As can be seen from the heatmap, the model focuses on a square-like shape around the cell meaning the model is using the cell to make the prediction and not the surrounding cells or other features we did not take into consideration.
Xception
The Xception model was a logical next step in order to improve results over the ResNet50 model. In several benchmarks for similar multiclass image classification models, the Xception model performed better than the ResNet50 model and remains of reasonable size and depth to be able to train on Google Colab (Chollet et al., 2015). Furthermore, the Xception model is predefined in Keras and can follow a similar notebook structure to the ResNet50 model, allowing for ease of implementation and comparison. We augmented the images similarly to the ResNet50, other than skipping the overt rescaling to 1/255. Like the ResNet50 model, we ran models with and without image augmentation to achieve the best performing model, eventually selecting a model with image augmentation. We also varied learning rate, batch size, and number of epochs. A full breakdown of the Xception models we ran and reasoning for running these models can be found below.
The Xception model with the highest accuracy on the validation set yielded an overall accuracy of 96.38%. The model included the image augmentation mentioned above and was run for 100 epochs with a batch size of 32 using Adam optimizer with a learning rate of 0.0001. The best accuracy was achieved at the 39th epoch, so weights for the final model were loaded from the 39th epoch weight checkpoint of this model. This model yielded an overall accuracy of 96.05% on the test set. Below is a confusion matrix of the test results.
As can be seen from the confusion matrix, like the ResNet50 model, this model performed the best on NGS, MYO, MON, LYT, and EOS which is to be expected since these are the cell classes with the most images. This accuracy is quite high so we decided to look at a heatmap to determine what the model was looking at to create these predictions.

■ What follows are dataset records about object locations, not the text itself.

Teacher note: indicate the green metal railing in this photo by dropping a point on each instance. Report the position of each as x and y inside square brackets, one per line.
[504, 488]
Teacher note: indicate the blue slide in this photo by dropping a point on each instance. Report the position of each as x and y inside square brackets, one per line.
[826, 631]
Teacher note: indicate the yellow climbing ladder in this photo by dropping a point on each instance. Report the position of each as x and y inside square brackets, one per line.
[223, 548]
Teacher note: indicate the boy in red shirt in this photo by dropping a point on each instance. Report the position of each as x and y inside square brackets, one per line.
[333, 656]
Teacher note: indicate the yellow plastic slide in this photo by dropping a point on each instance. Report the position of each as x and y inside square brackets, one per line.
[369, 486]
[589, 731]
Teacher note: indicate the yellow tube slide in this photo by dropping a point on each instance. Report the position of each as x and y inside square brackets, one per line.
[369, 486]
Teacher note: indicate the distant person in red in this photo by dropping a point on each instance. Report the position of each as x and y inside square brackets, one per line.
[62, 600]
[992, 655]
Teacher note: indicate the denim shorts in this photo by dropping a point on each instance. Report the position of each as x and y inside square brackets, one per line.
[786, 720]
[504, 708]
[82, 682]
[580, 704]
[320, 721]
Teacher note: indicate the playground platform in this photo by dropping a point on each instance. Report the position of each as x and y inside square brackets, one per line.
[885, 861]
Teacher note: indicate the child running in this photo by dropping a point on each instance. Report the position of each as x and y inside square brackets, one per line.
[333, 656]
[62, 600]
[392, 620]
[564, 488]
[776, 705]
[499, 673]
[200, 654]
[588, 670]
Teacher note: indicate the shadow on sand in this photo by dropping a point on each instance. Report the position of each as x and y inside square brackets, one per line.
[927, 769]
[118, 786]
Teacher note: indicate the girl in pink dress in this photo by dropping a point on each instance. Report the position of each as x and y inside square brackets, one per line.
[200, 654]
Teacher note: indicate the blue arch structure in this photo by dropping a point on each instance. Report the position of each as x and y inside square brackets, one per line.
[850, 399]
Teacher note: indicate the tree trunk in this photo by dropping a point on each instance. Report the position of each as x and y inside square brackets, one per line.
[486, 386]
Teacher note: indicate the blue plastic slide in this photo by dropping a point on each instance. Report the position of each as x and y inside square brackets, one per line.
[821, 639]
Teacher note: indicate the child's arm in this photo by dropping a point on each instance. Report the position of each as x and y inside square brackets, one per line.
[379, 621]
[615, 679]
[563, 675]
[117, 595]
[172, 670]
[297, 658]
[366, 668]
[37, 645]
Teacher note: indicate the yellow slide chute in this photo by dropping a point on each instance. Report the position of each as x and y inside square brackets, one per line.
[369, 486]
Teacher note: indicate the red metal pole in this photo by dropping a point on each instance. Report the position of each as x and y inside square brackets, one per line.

As seen above, the Xception heatmaps appear very different from the ResNet50 heatmaps. Important pixels are much more specific to areas of the cells rather than showing a general area of red around the cell. In the PMB heatmap, which is a bilobed cell type, it can even be seen that the model recognizes the two different lobes. The focus on points within the cell also, like with the ResNet50 model, helps to rule out leakage or other suspicious behavior by the model.
YOLOv5
YOLOv5 is a power object detection model pre-trained on the COCO dataset that is often used for real time object detection. There are four versions of YOLOv5 that vary in size; we chose to use the smallest version which has 7.3 million parameters (while the largest has 87.7 million). One of the advantages of YOLOv5 is that it can be trained to detect multiple objects in a single image. Thus, the model could provide a means for us to be able to do white blood cell identification in multicell images. Another strength of YOLOv5 is its ability to learn objects with relatively low sets of training images; this helped address some of the class imbalances in the training data.
We started training our model with 1 epoch and increased to 6, 10, 15, 20, 30, and 50 epochs. The highest overall test accuracy is 97.85% at 30 epochs.
From the confusion matrix, the model performed the best on EOS, LYT, MON, MYO, and NGS. This is expected because these white blood cell types all have a large number of images in the training set.
The 15 heatmaps below show what areas of the single cell images the model focussed on to make its classification for one example per class. Darker red corresponds to more focus and darker blue areas correspond to less focus. We see that in general the model is focussing on the majority of the image with a trend toward the center of the image, which is the cell of interest.